Research suggests electroconvulsive therapy (ECT) induces an acute neuroinflammatory response and changes in white matter (WM) structural connectivity. However, whether these processes are related, either to each other or to eventual treatment outcomes, has yet to be determined. We examined the relationship between levels of peripheral pro-inflammatory cytokines and diffusion imaging-indexed changes in WM microstructure in individuals with treatment-resistant depression (TRD) who underwent ECT. Forty-two patients were assessed at baseline, after their second ECT (T2), and after completion of ECT (T3). A Montgomery Åsberg Depression Rating Scale improvement of >50% post-ECT defined ECT-responders (n = 19) from non-responders (n = 23). Thirty-four controls were also examined. Tissue-specific fractional anisotropy (FAt) was estimated using diffusion imaging data and the Free-Water method in 17 WM tracts. Inflammatory panels were evaluated from peripheral blood. Cytokines were examined to characterize the association between potential ECT-induced changes in an inflammatory state and WM microstructure. Longitudinal trajectories of both measures were also examined separately for ECT-responders and non-responders. Patients exhibited elevated Interleukin-8 (IL-8) levels at baseline compared to controls. In patients, correlations between IL-8 and FAt changes from baseline to T2 were significant in the positive direction in the right superior longitudinal fasciculus (R-SLF) and right cingulum (R-CB) (p = 0.003). In these tracts, linear mixed-effects models revealed that trajectories of IL-8 and FAt were significantly positively correlated across all time points in responders, but not non-responders (R-CB-p = .001; R-SLF-p = 0.008). Our results suggest that response to ECT in TRD may be mediated by IL-8 and WM microstructure.

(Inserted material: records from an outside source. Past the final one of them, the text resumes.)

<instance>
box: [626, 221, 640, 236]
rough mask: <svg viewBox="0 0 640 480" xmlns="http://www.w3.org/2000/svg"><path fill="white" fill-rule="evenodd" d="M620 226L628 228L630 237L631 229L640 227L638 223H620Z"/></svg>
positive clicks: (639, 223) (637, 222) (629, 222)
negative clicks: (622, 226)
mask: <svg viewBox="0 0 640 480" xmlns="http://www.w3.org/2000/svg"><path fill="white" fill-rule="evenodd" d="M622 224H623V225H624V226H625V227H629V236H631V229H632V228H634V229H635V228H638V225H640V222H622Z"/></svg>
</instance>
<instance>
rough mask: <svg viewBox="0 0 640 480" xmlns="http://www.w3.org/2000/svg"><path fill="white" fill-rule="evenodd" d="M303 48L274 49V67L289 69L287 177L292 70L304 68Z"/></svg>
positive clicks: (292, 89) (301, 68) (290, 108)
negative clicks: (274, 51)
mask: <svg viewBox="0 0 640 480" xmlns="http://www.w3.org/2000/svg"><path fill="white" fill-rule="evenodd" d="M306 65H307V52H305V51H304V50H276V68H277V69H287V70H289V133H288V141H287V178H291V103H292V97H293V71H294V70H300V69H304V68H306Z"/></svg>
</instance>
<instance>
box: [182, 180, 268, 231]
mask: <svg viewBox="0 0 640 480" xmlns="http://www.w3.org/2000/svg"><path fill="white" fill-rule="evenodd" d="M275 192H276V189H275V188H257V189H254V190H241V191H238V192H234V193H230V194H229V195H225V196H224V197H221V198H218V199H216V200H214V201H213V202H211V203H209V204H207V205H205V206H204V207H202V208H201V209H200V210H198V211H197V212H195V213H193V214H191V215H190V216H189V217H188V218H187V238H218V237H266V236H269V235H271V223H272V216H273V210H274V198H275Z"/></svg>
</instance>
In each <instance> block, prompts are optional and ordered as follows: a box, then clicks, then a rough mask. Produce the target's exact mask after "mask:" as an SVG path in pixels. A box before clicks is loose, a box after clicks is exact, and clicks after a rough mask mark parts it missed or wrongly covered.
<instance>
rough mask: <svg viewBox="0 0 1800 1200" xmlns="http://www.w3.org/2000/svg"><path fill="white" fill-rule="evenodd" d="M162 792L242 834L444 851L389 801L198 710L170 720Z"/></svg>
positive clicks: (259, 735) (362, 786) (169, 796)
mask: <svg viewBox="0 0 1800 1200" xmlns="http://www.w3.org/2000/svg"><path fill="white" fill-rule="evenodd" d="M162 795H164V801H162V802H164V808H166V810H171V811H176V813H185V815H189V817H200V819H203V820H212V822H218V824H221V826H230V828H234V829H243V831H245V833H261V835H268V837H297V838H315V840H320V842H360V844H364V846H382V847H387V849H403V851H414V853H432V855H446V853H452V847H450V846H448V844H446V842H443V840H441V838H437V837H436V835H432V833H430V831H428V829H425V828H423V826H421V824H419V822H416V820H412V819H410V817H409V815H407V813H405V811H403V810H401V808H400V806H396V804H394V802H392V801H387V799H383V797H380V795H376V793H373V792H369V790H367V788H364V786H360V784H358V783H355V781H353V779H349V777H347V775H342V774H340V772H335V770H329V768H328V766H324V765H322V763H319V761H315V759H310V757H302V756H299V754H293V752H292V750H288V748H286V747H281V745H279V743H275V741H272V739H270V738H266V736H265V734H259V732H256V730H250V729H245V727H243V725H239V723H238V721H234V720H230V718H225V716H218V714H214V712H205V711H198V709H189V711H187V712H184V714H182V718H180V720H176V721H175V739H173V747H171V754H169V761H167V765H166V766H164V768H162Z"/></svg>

研究表明,电抽搐治疗(ECT)会引起急性神经炎症反应和白质(WM)结构连接的变化。然而,这些过程是否相互关联,或者与最终的治疗结果相关,尚未确定。我们研究了接受 ECT 的治疗抵抗性抑郁症(TRD)患者外周促炎细胞因子水平与 WM 微观结构扩散成像指标变化之间的关系。42 名患者在基线时、第二次 ECT 后(T2)和 ECT 完成后(T3)接受评估。ECT 后评分提高>50%定义为 ECT 反应者(n=19),评分未提高定义为非反应者(n=23)。还对 34 名对照进行了检查。使用扩散成像数据和 Free-Water 方法在 17 个 WM 束中估计组织特异性各向异性分数(FAt)。从外周血中评估炎症谱。检查细胞因子以表征炎症状态和 WM 微观结构之间潜在的 ECT 诱导变化之间的关联。还分别为 ECT 反应者和非反应者检查了这两种测量的纵向轨迹。与对照组相比,患者在基线时表现出较高的白细胞介素-8(IL-8)水平。在患者中,从基线到 T2 的 IL-8 和 FAt 变化之间的相关性在右侧上纵束(R-SLF)和右侧扣带束(R-CB)呈正相关(p=0.003)。在这些束中,线性混合效应模型显示,在反应者中,IL-8 和 FAt 的轨迹在所有时间点均呈显著正相关,但在非反应者中则不相关(R-CB-p=0.001;R-SLF-p=0.008)。我们的结果表明,TRD 中 ECT 的反应可能由 IL-8 和 WM 微观结构介导。